A website to create bets with strangers

By bob @ 2025-07-22T10:25 (+5)

Consider the following scenarios:

  1. A pundit makes a prediction you know is wrong. You'd like publicly challenge the pundit by offering a bet, but you don't trust them to pay up when they're wrong. The pundit doesn't know you, and probably doesn't trust you either.
  2. You're an academic who found something surprising that could save lives. The scientific community dismisses your results. You're so sure of your experiment's validity you'd bet that replication attempts will go the same way, but you don't know any of your disparagers personally. To reignite the debate on your results, you'd like to submit an open bet offer to your community without having to vet potential takers.
  3. You're in an anonymous online argument about a niche prediction. You'd like to set up a bet with your opponent without revealing your identity.

Currently, there's no easy way to set up bets with strangers. The resolution of casual one-on-one bets is predicated on a system of honor. The winner has to trust the loser to pay up. However, many important societal disagreements happen outside one's personal circle, where this trust doesn't exist.

Enter Mouth.is

Mouth.is is a Web3 application that allows anyone to create a bet on virtually anything. It offers the following guarantees:

Offering a bet is as simple as filling in a form, putting up your stakes and sending a link. An example:

https://mouth.is/BIiqZ-fmFL

The attention-grabbing version of the same link:

https://put.your.money.where.your.mouth.is/BIiqZ-fmFL

The home page explains the process more thoroughly.

Arbiters

For the first few years, we’ll allow bettors to appoint us as arbiters for a flat $5 fee, deducted from the winnings. Beware that we always annul bets on sports, horse races, private events, stock movements, terrorism and individual deaths, as well as bets with a deadline beyond 2028. We usually interpret ambiguously worded bets in the taker’s favor whenever the ambiguity becomes relevant.

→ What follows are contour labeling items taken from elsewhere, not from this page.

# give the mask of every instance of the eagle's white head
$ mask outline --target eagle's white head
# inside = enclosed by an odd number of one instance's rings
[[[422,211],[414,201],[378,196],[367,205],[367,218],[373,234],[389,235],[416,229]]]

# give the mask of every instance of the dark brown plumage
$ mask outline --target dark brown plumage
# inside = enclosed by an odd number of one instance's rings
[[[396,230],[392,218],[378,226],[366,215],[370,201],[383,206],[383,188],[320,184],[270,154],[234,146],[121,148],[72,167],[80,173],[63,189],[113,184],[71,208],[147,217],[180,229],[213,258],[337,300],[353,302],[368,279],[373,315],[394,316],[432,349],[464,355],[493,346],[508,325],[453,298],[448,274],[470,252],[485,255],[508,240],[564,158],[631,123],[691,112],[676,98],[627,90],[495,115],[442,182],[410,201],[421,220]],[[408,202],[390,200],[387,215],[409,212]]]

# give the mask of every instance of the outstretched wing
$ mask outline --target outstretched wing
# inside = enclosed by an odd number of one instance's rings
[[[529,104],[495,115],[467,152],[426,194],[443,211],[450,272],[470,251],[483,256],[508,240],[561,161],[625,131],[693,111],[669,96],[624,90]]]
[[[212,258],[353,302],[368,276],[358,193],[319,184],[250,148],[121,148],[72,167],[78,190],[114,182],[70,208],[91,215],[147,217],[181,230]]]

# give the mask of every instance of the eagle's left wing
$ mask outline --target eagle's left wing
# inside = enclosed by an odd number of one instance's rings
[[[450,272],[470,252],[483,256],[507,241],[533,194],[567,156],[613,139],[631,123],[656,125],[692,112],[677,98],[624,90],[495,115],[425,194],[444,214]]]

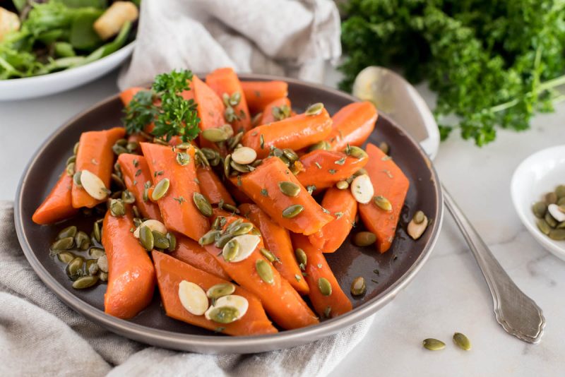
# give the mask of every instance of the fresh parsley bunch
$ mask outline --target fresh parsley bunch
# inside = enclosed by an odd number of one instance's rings
[[[565,2],[351,0],[344,6],[342,88],[367,66],[400,67],[437,92],[442,138],[458,128],[477,145],[496,127],[522,131],[565,100]],[[458,125],[441,124],[456,115]]]

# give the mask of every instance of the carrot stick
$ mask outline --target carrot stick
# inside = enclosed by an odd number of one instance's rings
[[[71,197],[73,177],[63,172],[51,192],[33,213],[33,222],[40,225],[52,224],[76,215],[78,210],[73,207]]]
[[[291,232],[311,234],[333,220],[331,215],[324,213],[278,157],[267,158],[253,172],[231,179],[235,184],[241,181],[239,188],[273,221]],[[292,182],[299,188],[296,197],[287,196],[280,191],[279,183],[286,181]],[[303,210],[295,217],[284,217],[282,212],[295,205],[302,205]]]
[[[306,281],[310,287],[308,297],[316,312],[321,317],[333,318],[352,309],[351,301],[343,292],[322,252],[308,241],[302,234],[292,234],[292,244],[304,251],[307,258]],[[331,286],[331,294],[325,296],[319,287],[319,279],[324,278]]]
[[[233,294],[245,297],[249,306],[247,311],[239,320],[231,323],[218,323],[206,319],[203,315],[196,316],[190,313],[184,309],[179,298],[179,285],[181,282],[186,280],[196,284],[204,292],[217,284],[229,282],[171,258],[164,253],[153,251],[152,253],[161,299],[168,316],[229,335],[258,335],[278,332],[265,314],[259,299],[241,287],[236,286]]]
[[[232,196],[224,186],[222,181],[210,167],[198,166],[196,168],[196,176],[200,184],[200,189],[210,204],[218,204],[220,201],[235,205]]]
[[[327,188],[347,179],[367,164],[367,156],[357,158],[343,152],[313,150],[300,157],[304,169],[296,177],[304,187],[315,186],[316,190]]]
[[[189,263],[193,267],[222,279],[230,280],[230,275],[225,273],[220,263],[194,239],[184,236],[178,236],[177,237],[177,249],[170,253],[171,256],[174,256],[185,263]]]
[[[75,170],[88,170],[104,183],[107,188],[110,186],[110,178],[114,166],[114,152],[112,147],[118,139],[126,135],[126,130],[115,127],[105,131],[83,132],[81,136],[78,152],[76,154]],[[98,201],[88,195],[83,187],[76,184],[72,189],[73,207],[92,208],[104,200]]]
[[[396,164],[378,147],[368,144],[367,152],[369,162],[365,169],[373,183],[374,194],[388,199],[393,208],[390,212],[385,211],[371,201],[359,205],[359,213],[365,227],[376,235],[377,250],[384,253],[394,239],[410,182]]]
[[[109,270],[104,311],[124,319],[134,317],[151,302],[155,282],[153,263],[130,231],[132,228],[135,225],[129,206],[121,217],[106,213],[102,244]]]
[[[301,114],[248,131],[242,144],[251,148],[258,158],[269,154],[270,147],[302,149],[325,140],[331,132],[331,118],[326,109],[318,115]]]
[[[242,81],[242,88],[251,112],[263,111],[270,102],[288,95],[284,81]]]
[[[234,93],[239,93],[239,102],[233,107],[234,114],[237,117],[231,121],[234,132],[246,131],[251,128],[251,116],[247,108],[247,101],[245,100],[242,85],[237,75],[231,68],[220,68],[216,69],[206,76],[206,84],[214,90],[216,94],[222,98],[224,95],[231,96]]]
[[[323,195],[322,207],[330,211],[335,220],[308,236],[308,240],[322,252],[333,253],[343,244],[353,227],[357,202],[350,190],[331,187]]]
[[[141,143],[153,184],[155,185],[165,178],[170,181],[167,193],[157,203],[165,225],[170,230],[182,233],[192,239],[198,240],[209,228],[208,218],[202,215],[193,201],[194,193],[200,193],[195,179],[194,148],[191,145],[184,150],[190,161],[184,166],[177,162],[177,151],[170,147]]]
[[[354,102],[332,116],[333,124],[328,140],[332,150],[342,150],[347,144],[360,147],[375,128],[378,114],[369,101]]]
[[[143,217],[162,221],[159,206],[148,200],[148,196],[143,195],[145,186],[149,186],[153,182],[145,157],[122,153],[118,156],[118,163],[124,176],[124,183],[126,184],[128,191],[133,194],[136,205]]]
[[[289,109],[291,108],[290,100],[289,100],[287,97],[278,98],[272,102],[269,102],[263,110],[263,114],[261,116],[259,125],[276,121],[277,119],[275,119],[275,114],[273,111],[275,107],[281,107],[282,106],[287,106]]]
[[[308,294],[308,285],[301,278],[302,271],[296,261],[288,230],[270,220],[268,215],[254,204],[242,204],[239,210],[259,229],[265,247],[278,259],[273,263],[275,268],[298,293]]]
[[[241,217],[227,217],[225,227],[239,218]],[[235,263],[227,262],[221,255],[221,249],[213,244],[205,246],[205,249],[215,258],[232,279],[257,296],[265,311],[281,328],[290,330],[318,323],[316,315],[298,292],[261,253],[259,250],[262,247],[261,241],[248,258]],[[270,268],[273,284],[264,282],[259,276],[255,267],[258,260],[263,261]]]

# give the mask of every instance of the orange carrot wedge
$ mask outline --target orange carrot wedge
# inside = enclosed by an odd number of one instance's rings
[[[118,139],[126,135],[126,130],[116,127],[106,131],[83,132],[81,136],[78,152],[76,153],[75,170],[88,170],[97,176],[107,188],[109,188],[112,170],[114,166],[114,151],[112,147]],[[92,208],[102,203],[104,199],[95,199],[83,187],[73,185],[73,207]]]
[[[298,150],[325,140],[330,132],[331,118],[323,109],[318,115],[301,114],[255,127],[245,133],[242,144],[254,149],[258,158],[264,158],[271,146]]]
[[[351,301],[340,287],[322,252],[308,241],[302,234],[292,234],[292,244],[306,253],[306,281],[310,287],[308,297],[316,312],[321,317],[333,318],[350,311]],[[321,279],[325,279],[331,287],[330,291],[322,292],[324,286]],[[328,292],[331,293],[328,294]]]
[[[385,211],[371,201],[359,205],[359,213],[365,227],[376,235],[376,249],[384,253],[394,239],[410,182],[396,164],[378,147],[368,144],[367,152],[369,162],[365,169],[373,183],[374,194],[388,199],[393,208],[390,212]]]
[[[230,275],[218,261],[208,253],[200,244],[188,237],[178,236],[177,237],[177,249],[171,251],[171,256],[193,267],[206,271],[222,279],[230,280]]]
[[[194,165],[194,148],[191,145],[184,152],[190,157],[189,162],[181,165],[177,161],[178,151],[170,147],[142,143],[141,150],[145,157],[153,184],[169,179],[169,189],[157,201],[165,227],[198,240],[209,227],[208,220],[196,208],[193,201],[194,193],[200,193]]]
[[[333,253],[347,238],[357,214],[357,202],[349,189],[331,187],[323,194],[322,207],[335,217],[322,229],[308,236],[308,240],[323,253]]]
[[[284,81],[242,81],[242,88],[249,111],[254,113],[288,95],[288,84]]]
[[[232,196],[210,167],[198,166],[196,168],[196,176],[202,195],[210,204],[218,204],[220,201],[223,201],[224,203],[235,205]]]
[[[328,140],[332,150],[342,150],[347,144],[360,147],[373,132],[377,116],[376,109],[369,101],[343,107],[331,118],[333,124]]]
[[[226,217],[225,227],[240,218],[239,216]],[[261,253],[259,251],[262,247],[263,241],[261,241],[251,255],[239,262],[226,261],[221,255],[222,249],[217,248],[213,244],[205,246],[205,249],[216,258],[232,279],[257,296],[265,311],[281,328],[290,330],[318,323],[316,315],[298,292]],[[256,268],[258,261],[261,261],[260,263],[266,263],[272,273],[270,283],[263,281],[259,276]]]
[[[155,282],[153,263],[130,231],[135,228],[131,208],[126,212],[116,217],[107,211],[102,232],[109,266],[104,311],[124,319],[136,316],[151,302]]]
[[[146,193],[144,195],[145,188],[153,184],[145,157],[122,153],[118,156],[118,163],[124,176],[124,183],[128,191],[133,194],[136,205],[143,217],[162,221],[159,206],[150,201]]]
[[[232,178],[235,184],[251,198],[259,208],[266,212],[279,225],[294,232],[309,235],[333,220],[333,216],[326,213],[320,205],[290,172],[278,157],[271,157],[263,161],[255,170]],[[292,182],[299,187],[297,196],[287,196],[282,193],[279,184]],[[302,206],[302,212],[292,216],[283,215],[292,205]]]
[[[275,108],[280,109],[283,106],[288,107],[289,109],[291,109],[290,100],[289,100],[287,97],[283,97],[282,98],[279,98],[278,100],[275,100],[272,102],[270,102],[263,110],[263,114],[261,116],[259,125],[267,124],[268,123],[278,120],[275,118],[275,113],[273,111],[275,110]]]
[[[304,169],[296,177],[304,187],[314,186],[320,190],[351,176],[367,164],[367,157],[357,158],[343,152],[319,149],[301,157],[300,162]]]
[[[278,259],[273,265],[280,273],[281,276],[288,280],[298,293],[308,294],[308,285],[301,277],[302,271],[296,261],[295,249],[292,249],[288,230],[270,220],[268,215],[254,204],[242,204],[239,205],[239,211],[261,232],[265,247]]]
[[[164,253],[153,251],[153,263],[157,271],[159,292],[167,315],[191,325],[220,331],[229,335],[258,335],[278,333],[265,314],[261,301],[249,291],[236,286],[233,294],[247,299],[249,307],[245,314],[231,323],[218,323],[203,315],[191,313],[182,306],[179,297],[179,286],[183,280],[198,285],[204,292],[217,284],[228,281],[220,279],[191,265],[172,258]]]
[[[244,95],[239,79],[237,78],[237,75],[235,74],[232,68],[220,68],[216,69],[206,76],[206,84],[220,98],[223,98],[224,95],[231,96],[234,93],[239,93],[240,96],[239,102],[232,107],[234,119],[230,123],[236,133],[240,131],[246,131],[251,128],[251,120],[249,116],[249,109],[247,108],[247,101],[245,100],[245,95]]]
[[[63,172],[51,192],[33,213],[33,222],[44,225],[74,216],[78,210],[73,207],[72,187],[73,177]]]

The goal is to have multiple verified arbiters by the end of 2028.

Even if someone is unlikely to respond to a bet offer, they help you show your confidence

Fig 1: Bet offers show you're not disagreeing for the sake of disagreeing, even if the person you're interacting with is unlikely to respond


calebp @ 2025-07-22T10:49 (+2)

This is really cool. I suspect that you'd make it a lot easier to find users if you didn't need either side of the bet to be at all familiar with crypto. How hard would it be to accept venmo/paypal/bank transfers?

bob @ 2025-07-22T11:34 (+1)

I agree that crypto is not the most user-friendly option, but more traditional options would almost certainly increase the regulatory and administrative burden on arbiters.

On the regulatory side: the use of crypto allows arbiters to never have full custody over funds. The law obviously hasn't caught up with crypto yet, but we don't think anyone will argue arbiters passively appointed by bettors are hosting games of chance. If arbiters actually agree beforehand to receive funds from both parties, and they even have the option to run away with the funds, we expect regulators to give them a lot more scrutiny (and rightfully so).

On the administrative side: arbiters have no risk of assets being frozen because their payment processor mistakes them for an online casino, there's no risk of arbiters' personal finances and stakes commingling, etc.

We tried to keep the crypto aspect as simple as possible. We use a stablecoin (1 xDAI = 1 USD) that can also be used for the (negligible) transaction fees, and there is no need to set up allowances or other weird stuff. Still, we won't deny it's a hurdle.